Conservation of Energy and projectile motion

[vlmstudent]

I am finishing up a lab write up for conservation of energy, where we launched a projectile into the air and measured the initial velocity and height of the projectile. ( 10 trials)

One of my questions asks if I wanted the ball (projectile) to travel twice as high, how much faster would it have to leave the launcher?

From conservation of energy, I've derived the equation: Ug(initial) = K(final) or mgh (final) = 1/2mv^2 (initial)
When using arbitrary numbers, it looks to me that the initial velocity must increase by approximately 1.41m/s times. Is this correct? If it isn't, is there a way that I can find this out?

When I used this number with my actual data from the experiment, it doesn't equivocate. This might be because my calculations of Ug initial and K final were in disagreement with each other due to extremely small uncertainties. But I just want to make sure that is the only reason why.

Thanks for your help in advance.

 

[berkeman]

I am finishing up a lab write up for conservation of energy, where we launched a projectile into the air and measured the initial velocity and height of the projectile. ( 10 trials)

One of my questions asks if I wanted the ball (projectile) to travel twice as high, how much faster would it have to leave the launcher?

From conservation of energy, I've derived the equation: Ug(initial) = K(final) or mgh (final) = 1/2mv^2 (initial)
When using arbitrary numbers, it looks to me that the initial velocity must increase by approximately 1.41m/s times. Is this correct? If it isn't, is there a way that I can find this out?

When I used this number with my actual data from the experiment, it doesn't equivocate. This might be because my calculations of Ug initial and K final were in disagreement with each other due to extremely small uncertainties. But I just want to make sure that is the only reason why.

Thanks for your help in advance.

Welcome to the PF.

In your future posts in the schoolwork forums, please fill out the Template that you are provided when starting a new schoolwork thread. It helps to organize your post, and makes it easier for us to help you. Thanks.

On your question, it looks like you did the correct thing with the KE and PE equations. Can you post your experimental setup and your data so we can check them?

 

[vlmstudent]

Sorry about that.

I am not as worried about my experimental data adding up because after calculating my uncertainties, I found the values to not be in agreement with each other. I've found a number of reasons for this. However, my particular class is using a lab manual that is still in the editing phases ( yes, we are the guinea pigs), so it was easy to make mistakes here and there.

My main question, is how does the value of initial velocity change if you want to double the height a projectile reaches? Is there an expression I can derive through conservation of energy? This was a projectile launching straight up into the air.

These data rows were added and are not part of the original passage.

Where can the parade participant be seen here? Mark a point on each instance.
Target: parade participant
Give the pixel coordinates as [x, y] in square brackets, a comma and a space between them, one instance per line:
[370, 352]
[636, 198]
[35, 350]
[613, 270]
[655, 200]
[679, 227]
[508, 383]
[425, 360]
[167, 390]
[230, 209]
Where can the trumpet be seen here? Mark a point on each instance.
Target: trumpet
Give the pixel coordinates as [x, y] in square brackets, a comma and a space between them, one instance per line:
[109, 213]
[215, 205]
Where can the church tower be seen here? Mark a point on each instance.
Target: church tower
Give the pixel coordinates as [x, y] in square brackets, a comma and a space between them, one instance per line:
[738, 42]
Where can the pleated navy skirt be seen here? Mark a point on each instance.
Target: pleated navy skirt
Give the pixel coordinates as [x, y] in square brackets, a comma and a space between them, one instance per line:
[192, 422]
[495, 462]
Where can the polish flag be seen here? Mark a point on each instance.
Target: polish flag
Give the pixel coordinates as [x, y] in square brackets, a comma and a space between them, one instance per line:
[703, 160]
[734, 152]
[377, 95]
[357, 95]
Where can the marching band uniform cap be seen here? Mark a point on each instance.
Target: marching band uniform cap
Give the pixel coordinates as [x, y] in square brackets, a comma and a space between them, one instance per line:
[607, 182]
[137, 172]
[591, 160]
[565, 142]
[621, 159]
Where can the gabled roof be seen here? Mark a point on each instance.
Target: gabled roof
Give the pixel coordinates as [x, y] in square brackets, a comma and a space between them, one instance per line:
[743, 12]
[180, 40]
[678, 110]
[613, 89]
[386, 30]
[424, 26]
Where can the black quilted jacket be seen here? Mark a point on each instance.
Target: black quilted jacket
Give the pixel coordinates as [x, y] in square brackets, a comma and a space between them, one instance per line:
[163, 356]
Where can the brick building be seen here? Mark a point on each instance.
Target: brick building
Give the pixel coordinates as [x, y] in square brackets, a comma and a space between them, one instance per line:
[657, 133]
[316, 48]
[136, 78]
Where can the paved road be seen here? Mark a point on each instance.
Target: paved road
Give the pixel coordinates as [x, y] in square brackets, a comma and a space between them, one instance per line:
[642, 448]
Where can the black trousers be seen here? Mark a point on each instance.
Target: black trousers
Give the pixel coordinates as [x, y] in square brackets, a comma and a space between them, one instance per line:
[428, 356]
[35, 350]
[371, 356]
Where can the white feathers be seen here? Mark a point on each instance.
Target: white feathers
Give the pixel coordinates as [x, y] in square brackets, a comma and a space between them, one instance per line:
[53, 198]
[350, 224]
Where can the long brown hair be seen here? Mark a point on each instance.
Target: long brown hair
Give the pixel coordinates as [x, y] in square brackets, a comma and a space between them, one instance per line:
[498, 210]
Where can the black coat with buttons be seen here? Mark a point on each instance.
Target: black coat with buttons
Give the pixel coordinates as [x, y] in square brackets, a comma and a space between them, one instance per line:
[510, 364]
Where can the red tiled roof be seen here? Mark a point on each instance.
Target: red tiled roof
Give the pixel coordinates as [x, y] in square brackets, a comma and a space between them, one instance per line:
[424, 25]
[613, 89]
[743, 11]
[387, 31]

The question on my worksheet is: For the ball to travel twice as high, how much faster would it have to leave the launcher?
Since my data doesn't quite add up, I was planning to use an expression to answer this question instead of my data. If you think looking at my experimental data will help, I have included it as an attachment.

The set up:

A launcher pointing upwards with two photogates measuring time it took for the projectile to pass from the bottom one to the top one. The photogates were approximately 10 cm apart from each other (however I measured them to be 9.5cm). By using this set up I was able to determine initial velocity of each trial. A meter stick was fastened up vertically to measure height of the ball. The 0 of the meter stick was lined up with the bottom photogate. Values for h (y final) were measured by sight only. ( I realize there is room for discrepancy here).

mass of the projectile is not included on my data sheet. It is 0.016116 kg

Issues with data:
I reported height (h) to nearest cm. (values are reported in meters), while it may have been in my favor to attempt to calculate to the mm. By eyesight, this is rather difficult. But the experiment didn't specify this.
Also... the distance from the top and bottom photogate was different from one side to another. I should have measured the other side that was braced to a bar, which would have likely given me a measurement closer to the 10 cm I was looking for. Thanks again for your help!

 

[berkeman]

Sorry about that.

No worries

I am not as worried about my experimental data adding up because after calculating my uncertainties, I found the values to not be in agreement with each other.

Your data look pretty close.

$$\frac{1}{2}mv^2 = mgh$$
$$(3m/s)^2 = 2 * 9.8\frac{m}{s^2} 0.5m$$
$$9\frac{m^2}{s^2} = 9.8 \frac{m^2}{s^2}$$

Certainly determining the launch velocity with sensors that far apart is problematic. Which direction would that give you an error in your data? Is it in the right direction to help to explain the difference in the two numbers in my last equation?

By using this set up I was able to determine initial velocity of each trial.

Or did you already apply the correction needed to account for the separation of the 2 gates? If not, can you say how you could calculate how to correct that time to give you the real initial velocity at the first photogate?